Para os defensores da vaquejada, o que deve ser combatido são as competições clandestinas que não seguem normas. — Estamos tentando regulamentar o esporte para acabar com abusos por quem não entende que a vaquejada mudou — disse Leonardo Almeida, advogado da Abvaq.

 Economia

 Números divulgados pela Abvaq apontam que a vaquejada movimenta R$ 600 milhões por ano, gerando 120 mil empregos diretos e 600 mil indiretos. Os números incluem leilões e feiras agropecuárias. De acordo com a associação, são feitas 4 mil vaquejadas por ano, das quais 60 apresentam premiação superior a R$ 150 mil.

 — O desconhecimento do negócio pode levar a desemprego — afirmou Paulo Farah, presidente da Associação Brasileira de Criadores de Cavalo Quarto de Milha (ABQm).

 Em defesa da prática, vaqueiros de vários estados vieram a Brasília na terça-feria. De acordo com os organizadores, a manifestação reuniu 6 mil pessoas e 2 mil animais, além de 700 caminhões de transporte, que tomaram a Esplanada dos Ministérios.

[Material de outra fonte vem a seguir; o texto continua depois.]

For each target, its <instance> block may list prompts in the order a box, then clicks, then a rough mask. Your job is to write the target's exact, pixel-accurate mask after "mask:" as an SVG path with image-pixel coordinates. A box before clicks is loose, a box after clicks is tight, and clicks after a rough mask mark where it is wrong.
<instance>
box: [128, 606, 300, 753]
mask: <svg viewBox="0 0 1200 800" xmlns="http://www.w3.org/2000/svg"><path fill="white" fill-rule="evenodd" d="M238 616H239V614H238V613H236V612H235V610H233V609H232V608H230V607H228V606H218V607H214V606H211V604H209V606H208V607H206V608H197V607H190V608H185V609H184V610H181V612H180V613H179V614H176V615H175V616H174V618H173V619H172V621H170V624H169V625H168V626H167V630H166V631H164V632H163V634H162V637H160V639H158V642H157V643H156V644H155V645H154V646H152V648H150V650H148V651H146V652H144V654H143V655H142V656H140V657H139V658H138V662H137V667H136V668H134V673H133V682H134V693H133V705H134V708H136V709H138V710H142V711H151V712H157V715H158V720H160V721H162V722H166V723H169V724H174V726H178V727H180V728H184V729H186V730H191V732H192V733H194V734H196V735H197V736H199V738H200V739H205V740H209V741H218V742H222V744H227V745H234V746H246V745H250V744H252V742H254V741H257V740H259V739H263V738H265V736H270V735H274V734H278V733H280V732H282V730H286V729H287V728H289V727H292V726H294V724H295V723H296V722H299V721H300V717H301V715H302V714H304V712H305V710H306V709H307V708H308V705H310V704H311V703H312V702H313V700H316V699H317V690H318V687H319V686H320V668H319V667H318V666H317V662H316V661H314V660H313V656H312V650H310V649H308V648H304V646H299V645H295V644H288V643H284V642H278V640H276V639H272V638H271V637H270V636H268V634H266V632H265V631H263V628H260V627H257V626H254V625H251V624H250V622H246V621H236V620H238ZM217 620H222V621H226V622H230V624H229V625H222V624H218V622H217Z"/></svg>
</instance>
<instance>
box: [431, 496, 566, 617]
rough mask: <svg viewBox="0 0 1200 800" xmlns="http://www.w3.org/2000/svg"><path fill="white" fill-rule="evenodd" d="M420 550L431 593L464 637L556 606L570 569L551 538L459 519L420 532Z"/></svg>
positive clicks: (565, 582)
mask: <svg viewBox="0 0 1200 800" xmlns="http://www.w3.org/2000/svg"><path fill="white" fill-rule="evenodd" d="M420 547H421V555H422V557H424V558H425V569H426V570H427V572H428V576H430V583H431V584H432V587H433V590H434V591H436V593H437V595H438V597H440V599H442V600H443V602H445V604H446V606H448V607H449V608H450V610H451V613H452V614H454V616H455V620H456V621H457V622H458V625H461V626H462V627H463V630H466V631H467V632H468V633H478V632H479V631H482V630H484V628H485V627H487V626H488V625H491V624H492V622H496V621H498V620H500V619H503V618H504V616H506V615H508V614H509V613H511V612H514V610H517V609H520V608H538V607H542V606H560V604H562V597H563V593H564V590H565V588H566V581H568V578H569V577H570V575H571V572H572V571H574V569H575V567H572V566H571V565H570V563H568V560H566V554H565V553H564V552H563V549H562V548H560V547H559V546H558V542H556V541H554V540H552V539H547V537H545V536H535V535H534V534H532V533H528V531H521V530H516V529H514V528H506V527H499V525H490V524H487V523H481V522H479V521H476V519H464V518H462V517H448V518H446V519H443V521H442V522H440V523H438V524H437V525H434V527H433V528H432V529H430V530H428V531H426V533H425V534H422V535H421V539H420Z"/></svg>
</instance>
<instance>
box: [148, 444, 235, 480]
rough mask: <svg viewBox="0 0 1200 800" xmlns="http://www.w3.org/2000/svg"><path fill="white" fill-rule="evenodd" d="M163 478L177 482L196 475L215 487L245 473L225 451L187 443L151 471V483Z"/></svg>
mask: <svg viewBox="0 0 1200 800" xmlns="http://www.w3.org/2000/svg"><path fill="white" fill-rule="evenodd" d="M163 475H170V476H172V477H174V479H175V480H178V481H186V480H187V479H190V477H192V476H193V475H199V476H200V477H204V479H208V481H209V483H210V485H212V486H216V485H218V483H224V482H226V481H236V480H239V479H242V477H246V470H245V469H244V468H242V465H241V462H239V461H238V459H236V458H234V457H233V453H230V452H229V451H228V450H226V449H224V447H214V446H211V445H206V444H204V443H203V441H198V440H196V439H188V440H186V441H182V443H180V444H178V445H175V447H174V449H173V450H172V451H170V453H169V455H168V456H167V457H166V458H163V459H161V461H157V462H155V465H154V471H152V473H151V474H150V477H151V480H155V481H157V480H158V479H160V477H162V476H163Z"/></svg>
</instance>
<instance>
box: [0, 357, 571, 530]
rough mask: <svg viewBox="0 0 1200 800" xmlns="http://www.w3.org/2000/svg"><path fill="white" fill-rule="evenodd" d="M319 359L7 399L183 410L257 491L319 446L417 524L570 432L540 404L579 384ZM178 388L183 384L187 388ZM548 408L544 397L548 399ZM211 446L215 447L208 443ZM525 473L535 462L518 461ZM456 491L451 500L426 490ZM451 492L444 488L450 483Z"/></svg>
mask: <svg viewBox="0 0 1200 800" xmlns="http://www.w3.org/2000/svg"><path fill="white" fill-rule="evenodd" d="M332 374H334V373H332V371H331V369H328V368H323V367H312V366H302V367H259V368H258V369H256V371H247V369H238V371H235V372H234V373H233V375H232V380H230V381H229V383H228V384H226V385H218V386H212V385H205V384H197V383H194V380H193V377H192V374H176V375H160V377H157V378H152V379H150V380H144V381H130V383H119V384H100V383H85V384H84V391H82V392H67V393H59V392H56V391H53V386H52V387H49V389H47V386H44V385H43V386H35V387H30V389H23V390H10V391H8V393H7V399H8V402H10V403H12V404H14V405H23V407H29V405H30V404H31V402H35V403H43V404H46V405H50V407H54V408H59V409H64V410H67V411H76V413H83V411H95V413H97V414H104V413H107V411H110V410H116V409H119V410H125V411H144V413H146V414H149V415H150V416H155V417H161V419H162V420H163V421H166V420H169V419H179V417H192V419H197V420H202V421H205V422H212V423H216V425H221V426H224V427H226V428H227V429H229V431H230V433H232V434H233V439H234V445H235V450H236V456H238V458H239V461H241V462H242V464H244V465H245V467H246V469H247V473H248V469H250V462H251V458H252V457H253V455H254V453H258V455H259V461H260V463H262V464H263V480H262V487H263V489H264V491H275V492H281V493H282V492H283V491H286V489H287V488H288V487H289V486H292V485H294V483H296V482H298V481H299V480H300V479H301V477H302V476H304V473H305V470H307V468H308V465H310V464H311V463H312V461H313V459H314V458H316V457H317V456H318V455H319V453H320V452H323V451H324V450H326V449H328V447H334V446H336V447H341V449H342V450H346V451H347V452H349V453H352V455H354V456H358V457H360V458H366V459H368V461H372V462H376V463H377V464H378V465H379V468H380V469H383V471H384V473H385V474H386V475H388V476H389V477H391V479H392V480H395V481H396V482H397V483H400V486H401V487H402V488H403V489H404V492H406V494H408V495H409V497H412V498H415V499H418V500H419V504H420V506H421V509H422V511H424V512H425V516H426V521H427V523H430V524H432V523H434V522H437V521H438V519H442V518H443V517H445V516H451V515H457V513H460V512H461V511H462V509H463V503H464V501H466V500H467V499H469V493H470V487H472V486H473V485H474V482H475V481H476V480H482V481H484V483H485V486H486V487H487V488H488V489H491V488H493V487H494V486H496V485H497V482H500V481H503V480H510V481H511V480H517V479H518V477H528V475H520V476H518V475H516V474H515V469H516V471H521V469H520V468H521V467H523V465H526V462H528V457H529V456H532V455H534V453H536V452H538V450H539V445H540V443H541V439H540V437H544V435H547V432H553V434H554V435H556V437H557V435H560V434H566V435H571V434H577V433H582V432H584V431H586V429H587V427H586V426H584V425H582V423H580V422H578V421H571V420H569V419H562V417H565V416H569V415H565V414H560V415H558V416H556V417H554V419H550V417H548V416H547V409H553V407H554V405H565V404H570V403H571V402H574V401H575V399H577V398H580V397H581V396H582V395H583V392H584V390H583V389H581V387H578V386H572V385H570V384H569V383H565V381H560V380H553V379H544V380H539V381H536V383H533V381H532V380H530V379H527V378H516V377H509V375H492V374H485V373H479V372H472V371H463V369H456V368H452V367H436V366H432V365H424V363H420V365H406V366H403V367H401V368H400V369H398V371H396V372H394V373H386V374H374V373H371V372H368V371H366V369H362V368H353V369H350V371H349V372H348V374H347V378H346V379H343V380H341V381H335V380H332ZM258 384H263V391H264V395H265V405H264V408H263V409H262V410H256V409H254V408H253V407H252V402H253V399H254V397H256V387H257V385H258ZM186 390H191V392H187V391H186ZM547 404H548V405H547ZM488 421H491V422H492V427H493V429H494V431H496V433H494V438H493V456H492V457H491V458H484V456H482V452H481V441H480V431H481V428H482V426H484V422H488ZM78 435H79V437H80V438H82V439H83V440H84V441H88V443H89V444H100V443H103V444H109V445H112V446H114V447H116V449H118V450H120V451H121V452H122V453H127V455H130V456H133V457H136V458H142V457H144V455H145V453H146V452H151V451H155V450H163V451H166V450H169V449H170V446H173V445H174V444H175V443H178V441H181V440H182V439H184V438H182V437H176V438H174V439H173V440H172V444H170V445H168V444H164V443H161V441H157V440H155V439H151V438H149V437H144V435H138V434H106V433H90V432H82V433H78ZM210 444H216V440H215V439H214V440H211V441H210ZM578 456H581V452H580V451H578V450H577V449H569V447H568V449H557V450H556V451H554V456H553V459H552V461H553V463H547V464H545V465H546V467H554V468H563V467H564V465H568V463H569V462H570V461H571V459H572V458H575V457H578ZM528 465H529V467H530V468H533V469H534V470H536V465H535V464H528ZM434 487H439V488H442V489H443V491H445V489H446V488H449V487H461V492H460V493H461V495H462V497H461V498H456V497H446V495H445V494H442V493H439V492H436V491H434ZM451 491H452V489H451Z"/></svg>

 Na opinião do juiz Anderson Furlan, o argumento econô- mico não é justificativa para qualquer prática. Como exemplo, citou o tráfico de drogas, que também gera empregos, e outras tradições já proibidas, como as brigas de galos e a farra do boi, em que esses animais eram torturados pelas ruas até a exaustão.

 — Quando as rinhas de galo foram extintas, milhares de pessoas ficaram sem emprego. Quando a farra do boi foi extinta, as pessoas que vendiam produtos na farra do boi ficaram sem emprego. O argumento infelizmente não é esse. O argumento é jurídico e está decidido pelo STF.

 O Conselho Federal de Medicina Veterinária também já se posicionou contra as vaquejadas. A veterinária Carla Molento, que representou a entidade em audiência pública na Câmara dos Deputados, disse que, após longa discussão, a entidade reconheceu a “intrínseca relação com maus- -tratos aos animais”.